Arriviamo all’epilogo, o almeno all’ultima puntata della saga. Il 13 novembre del 2012 Acea pubblica un report sui piani di rientro. Sono passati quattro lunghissimi anni dal primo studio del maggio 2008… Scrive Acea: “A causa dell’impossibilità di portare a compimento 2 interventi, tra quelli pianificati, entro la scadenza delle deroghe, una limitata porzione della popolazione dei comuni di Velletri e Lanuvio, dal 1° gennaio 2013 avrà acqua non conforme ai limiti previsti dal Dlgs 31/2001”. Ovvero non potabile. Leggendo l’ordinanza del sindaco appare chiaro quale parte della città è in emergenza: le vie fornite dal pozzo Le Corti.

Non sappiamo se in questa storia vi siano responsabilità amministrative o di altro genere. Non è nostro compito giudicare questi aspetti. Di certo ricordiamo bene le tante promesse di investimenti arrivate da Acea, non ultimo durante l’ultima conferenza dei Sindaci, quando si doveva discutere del profitto abrogato dai referendum (la remunerazione del capitale investito). Quella percentuale prevista dalla legge del 7% sugli investimenti realizzati alla fine è rimasta di fatto inalterata, beffando il voto di milioni di italiani. Di certo c’è una responsabilità dell’intera classe politica, che poco o nulla ha fatto per bloccare lo strapotere della multinazionale, che, mentre eroga acqua non potabile per una parte della popolazione di Velletri, chiude i rubinetti alle famiglie in difficoltà, che non riescono a pagare tutte le bollette.

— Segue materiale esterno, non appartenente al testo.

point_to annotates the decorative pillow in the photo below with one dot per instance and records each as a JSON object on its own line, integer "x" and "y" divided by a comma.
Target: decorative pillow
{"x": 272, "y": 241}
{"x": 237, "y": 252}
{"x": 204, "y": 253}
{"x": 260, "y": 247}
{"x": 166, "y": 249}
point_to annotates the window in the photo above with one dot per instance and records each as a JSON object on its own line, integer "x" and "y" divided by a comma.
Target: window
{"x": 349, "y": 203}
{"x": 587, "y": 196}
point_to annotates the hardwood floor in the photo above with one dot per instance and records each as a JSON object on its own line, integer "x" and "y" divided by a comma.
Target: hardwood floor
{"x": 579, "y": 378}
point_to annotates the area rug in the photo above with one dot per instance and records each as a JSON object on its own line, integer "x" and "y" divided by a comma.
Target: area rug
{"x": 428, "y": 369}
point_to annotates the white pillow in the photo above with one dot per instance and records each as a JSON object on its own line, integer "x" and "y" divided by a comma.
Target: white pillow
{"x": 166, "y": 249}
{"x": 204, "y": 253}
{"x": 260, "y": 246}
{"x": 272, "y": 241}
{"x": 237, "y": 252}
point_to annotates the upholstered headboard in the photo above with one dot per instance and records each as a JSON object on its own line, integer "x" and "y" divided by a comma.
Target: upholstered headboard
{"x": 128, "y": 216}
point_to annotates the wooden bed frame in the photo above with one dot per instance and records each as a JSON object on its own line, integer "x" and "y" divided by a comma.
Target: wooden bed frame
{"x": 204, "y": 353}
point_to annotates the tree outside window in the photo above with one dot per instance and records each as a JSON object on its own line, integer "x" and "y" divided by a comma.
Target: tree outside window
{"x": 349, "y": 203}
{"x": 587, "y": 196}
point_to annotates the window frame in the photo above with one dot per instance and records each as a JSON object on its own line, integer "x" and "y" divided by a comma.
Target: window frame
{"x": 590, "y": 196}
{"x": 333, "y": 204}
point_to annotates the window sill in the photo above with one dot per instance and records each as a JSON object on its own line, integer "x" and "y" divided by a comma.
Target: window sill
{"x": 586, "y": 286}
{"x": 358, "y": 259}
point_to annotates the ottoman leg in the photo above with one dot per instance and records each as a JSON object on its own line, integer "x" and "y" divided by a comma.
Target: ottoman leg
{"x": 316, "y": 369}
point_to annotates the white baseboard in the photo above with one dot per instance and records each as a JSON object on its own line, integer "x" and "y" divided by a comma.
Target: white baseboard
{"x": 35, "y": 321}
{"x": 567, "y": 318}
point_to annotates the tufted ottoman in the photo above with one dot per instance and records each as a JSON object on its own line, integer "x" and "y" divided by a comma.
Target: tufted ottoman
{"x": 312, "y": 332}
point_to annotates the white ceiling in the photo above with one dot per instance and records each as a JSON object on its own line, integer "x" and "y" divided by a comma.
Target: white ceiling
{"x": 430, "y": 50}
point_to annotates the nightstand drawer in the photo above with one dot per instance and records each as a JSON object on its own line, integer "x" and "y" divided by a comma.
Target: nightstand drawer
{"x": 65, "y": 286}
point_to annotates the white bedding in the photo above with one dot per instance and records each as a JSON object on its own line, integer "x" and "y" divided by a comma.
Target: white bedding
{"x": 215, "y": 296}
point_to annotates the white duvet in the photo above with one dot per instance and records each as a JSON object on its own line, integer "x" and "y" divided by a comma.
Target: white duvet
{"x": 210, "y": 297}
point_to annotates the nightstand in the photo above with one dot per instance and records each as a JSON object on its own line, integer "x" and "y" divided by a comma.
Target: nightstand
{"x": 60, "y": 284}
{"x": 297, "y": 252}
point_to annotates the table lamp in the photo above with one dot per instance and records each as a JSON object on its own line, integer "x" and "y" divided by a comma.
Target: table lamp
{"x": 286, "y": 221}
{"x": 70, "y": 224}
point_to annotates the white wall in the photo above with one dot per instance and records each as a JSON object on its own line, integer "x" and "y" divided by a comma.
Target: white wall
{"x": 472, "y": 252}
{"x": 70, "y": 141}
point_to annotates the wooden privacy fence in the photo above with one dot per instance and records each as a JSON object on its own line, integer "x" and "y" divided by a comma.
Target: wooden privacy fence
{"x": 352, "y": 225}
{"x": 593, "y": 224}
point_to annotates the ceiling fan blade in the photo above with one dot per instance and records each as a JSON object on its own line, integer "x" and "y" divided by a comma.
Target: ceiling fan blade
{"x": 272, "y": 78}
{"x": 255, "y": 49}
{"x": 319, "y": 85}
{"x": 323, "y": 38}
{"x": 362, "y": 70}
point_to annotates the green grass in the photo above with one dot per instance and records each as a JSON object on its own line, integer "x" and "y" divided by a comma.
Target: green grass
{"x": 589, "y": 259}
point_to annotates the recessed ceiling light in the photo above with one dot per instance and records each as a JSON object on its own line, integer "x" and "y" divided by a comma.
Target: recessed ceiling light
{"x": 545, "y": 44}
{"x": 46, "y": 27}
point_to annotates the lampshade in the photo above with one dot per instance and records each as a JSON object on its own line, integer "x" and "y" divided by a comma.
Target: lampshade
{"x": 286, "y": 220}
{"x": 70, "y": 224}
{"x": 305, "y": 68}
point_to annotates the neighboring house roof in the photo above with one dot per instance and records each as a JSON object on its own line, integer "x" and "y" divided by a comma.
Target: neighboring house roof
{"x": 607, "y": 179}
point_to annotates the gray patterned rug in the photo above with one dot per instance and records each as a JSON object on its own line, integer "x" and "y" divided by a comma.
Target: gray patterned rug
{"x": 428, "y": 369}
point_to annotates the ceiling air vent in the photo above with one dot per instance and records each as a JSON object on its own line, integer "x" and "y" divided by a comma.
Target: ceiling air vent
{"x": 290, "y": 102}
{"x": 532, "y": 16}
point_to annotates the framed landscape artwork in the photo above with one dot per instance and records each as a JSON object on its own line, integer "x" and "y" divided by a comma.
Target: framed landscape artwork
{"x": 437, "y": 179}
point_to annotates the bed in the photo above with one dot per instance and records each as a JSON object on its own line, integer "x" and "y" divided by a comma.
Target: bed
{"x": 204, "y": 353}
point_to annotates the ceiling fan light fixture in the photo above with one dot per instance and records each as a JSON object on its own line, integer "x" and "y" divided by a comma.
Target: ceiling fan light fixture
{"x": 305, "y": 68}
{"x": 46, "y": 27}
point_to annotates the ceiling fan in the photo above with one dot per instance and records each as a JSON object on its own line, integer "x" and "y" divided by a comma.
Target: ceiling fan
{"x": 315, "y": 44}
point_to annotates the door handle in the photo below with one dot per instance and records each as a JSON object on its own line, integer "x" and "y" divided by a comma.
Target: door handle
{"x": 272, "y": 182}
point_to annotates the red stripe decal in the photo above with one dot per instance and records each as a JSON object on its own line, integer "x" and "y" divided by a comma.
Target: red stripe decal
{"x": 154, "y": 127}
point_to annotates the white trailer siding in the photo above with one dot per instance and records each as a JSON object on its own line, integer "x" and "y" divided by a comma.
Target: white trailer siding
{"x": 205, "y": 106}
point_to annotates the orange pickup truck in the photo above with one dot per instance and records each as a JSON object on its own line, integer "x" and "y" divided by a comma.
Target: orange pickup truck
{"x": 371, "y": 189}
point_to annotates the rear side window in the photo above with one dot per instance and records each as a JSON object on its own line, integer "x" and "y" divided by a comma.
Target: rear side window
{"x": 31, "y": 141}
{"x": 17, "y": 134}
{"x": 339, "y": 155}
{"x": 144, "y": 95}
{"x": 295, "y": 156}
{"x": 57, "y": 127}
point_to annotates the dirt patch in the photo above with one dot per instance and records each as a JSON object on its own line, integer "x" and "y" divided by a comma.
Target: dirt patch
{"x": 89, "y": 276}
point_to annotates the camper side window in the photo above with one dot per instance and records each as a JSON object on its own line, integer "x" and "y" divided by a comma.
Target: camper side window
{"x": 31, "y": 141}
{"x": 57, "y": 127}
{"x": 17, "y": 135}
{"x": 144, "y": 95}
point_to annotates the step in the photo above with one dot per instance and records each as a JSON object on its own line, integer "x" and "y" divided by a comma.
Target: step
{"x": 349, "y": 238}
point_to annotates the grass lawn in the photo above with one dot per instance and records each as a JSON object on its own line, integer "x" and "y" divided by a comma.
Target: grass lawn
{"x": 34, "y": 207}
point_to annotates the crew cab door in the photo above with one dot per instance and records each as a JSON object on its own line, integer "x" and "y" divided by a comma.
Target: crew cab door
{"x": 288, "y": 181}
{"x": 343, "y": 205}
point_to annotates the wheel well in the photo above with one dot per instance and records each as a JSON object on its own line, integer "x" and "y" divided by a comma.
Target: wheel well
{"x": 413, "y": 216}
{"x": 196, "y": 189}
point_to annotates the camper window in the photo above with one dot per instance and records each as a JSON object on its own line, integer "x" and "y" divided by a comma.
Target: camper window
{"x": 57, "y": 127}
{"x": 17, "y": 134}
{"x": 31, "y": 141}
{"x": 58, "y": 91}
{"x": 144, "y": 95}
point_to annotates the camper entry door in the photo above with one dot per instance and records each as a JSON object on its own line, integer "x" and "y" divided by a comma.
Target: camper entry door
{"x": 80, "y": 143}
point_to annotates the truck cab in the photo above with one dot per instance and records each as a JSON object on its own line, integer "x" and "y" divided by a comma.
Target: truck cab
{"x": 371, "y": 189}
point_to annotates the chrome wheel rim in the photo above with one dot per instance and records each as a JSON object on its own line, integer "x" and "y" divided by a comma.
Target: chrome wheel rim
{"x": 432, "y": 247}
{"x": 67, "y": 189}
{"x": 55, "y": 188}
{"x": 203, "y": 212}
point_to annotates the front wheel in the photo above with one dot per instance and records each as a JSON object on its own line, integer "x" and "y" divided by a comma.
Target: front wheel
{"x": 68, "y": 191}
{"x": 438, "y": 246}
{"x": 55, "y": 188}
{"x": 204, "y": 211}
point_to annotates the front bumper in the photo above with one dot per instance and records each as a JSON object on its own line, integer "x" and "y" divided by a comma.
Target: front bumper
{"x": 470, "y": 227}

Il comitato acqua pubblica chiede ancora una volta che la gestione del sistema idrico torni nelle mani della collettività, mandando a casa un’azienda che non è riuscita a garantire la qualità minima del servizio.

Comitato Acqua Pubblica Velletri

!!!!!!!!!!!!!!!!!!!!!!

Ricevo e pubblico con amara indignazione questo documento.
Dunque ACEA ATO2 lucra e non reinveste.
Le conseguenze visibili le ho più volte documentate su questo blog: perdite continue nelle strade per tubature rotte, interventi per ripararle dopo giorni o settimane, fatturazioni gravate da IVA per servizi non resi, fornitura di acqua non potabile....
Tutto questo in un Paese che si dice industrializzato?! Un Paese che è Europeo? Siamo sicuri che non sta scendendo sempre più verso i sistemi africani? 
La classe politica consente tutto questo. Siamo NELLA TOTALE  ILLEGALITA'!
La democrazia è morta, ed anche questo l'ho già scritto. 
Cosa andremo a votare fra poco? Gente che pensa solo a come conquistare di nuovo la poltrona per sé e per le proprie congreghe! 
Gente che si mette sotto i piedi i Referendum.
Gente che se ne strafotte della salute pubblica.
ACEA non è un privato, a parte le azioni che ha Caltagirone naturalmente (parente di Pierferdinando Casini), e si comporta così... Ma non dimenticate che nei C.d.A. dei vari ATO ci sono gli uomini dei partiti. L'ho scritto, lo ripeto: l'ho constatato in prima persona militando dentro uno dei partiti che "si dice" più pulito degli altri!